丸山真男

Maruyama Masao was Japan's most distinguished essayist and scholar of political science, seeking to create a Japanese body of political thought at a time when most of Japan's thinkers were importing "fashionable" ideas from the West. In this, he is perhaps second only to Fukuzawa Yukichi (whom he studied extensively) in shaping the hybrid Western-Confucian society of modern Japan.

He was born in Osaka in 1914, and graduated from the law faculty of Tokyo Imperial University in 1937. His early studies focused on the bakufu rule of the Edo era, culminating in his 1952 work Studies in the Intellectual History of Tokugawa Japan. He also studied the fukoku kyohei ("rich country, strong army") days of the Meiji and Taisho eras.

After 1945, Maruyama's research interests turned to a very pertinent question: how to establish a stable government for postwar Japan.
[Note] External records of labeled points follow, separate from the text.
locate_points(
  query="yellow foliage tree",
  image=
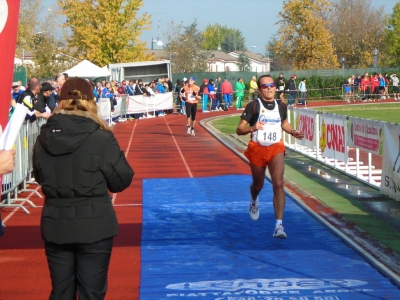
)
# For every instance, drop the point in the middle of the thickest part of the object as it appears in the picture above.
(106, 31)
(303, 39)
The Allied occupation of Japan had given the country a powerful democratic regime, but many Japanese questioned the Americanized system of rule well into the 1960's, culminating in the infamous riots over the forced passage of the Treaty of Mutual Cooperation between Japan and the United States of America. One of Maruyama's key arguments was that democracy could only be sustained by the efforts of its people: indeed, he often described democracy as a "permanent revolution."

His masterpiece in this field was Thought and Behavior of Modern Japanese Politics (1964), which examined fascism, communism, and democracy in a Japanese context. Many Japanese political scholars still see this book as a bible of sorts, and yes, it is available in translation. Most of Maruyama's books are not: the only way to read them is in the Iwanami Shoten original.

Maruyama was a professor at the University of Tokyo for most of his life, but came to America on several occasions to teach at Harvard University, Princeton University, and the University of California, Berkeley. He won three major literary prizes before his death on August 15, 1996, fifty-one years to the day after Japan's surrender.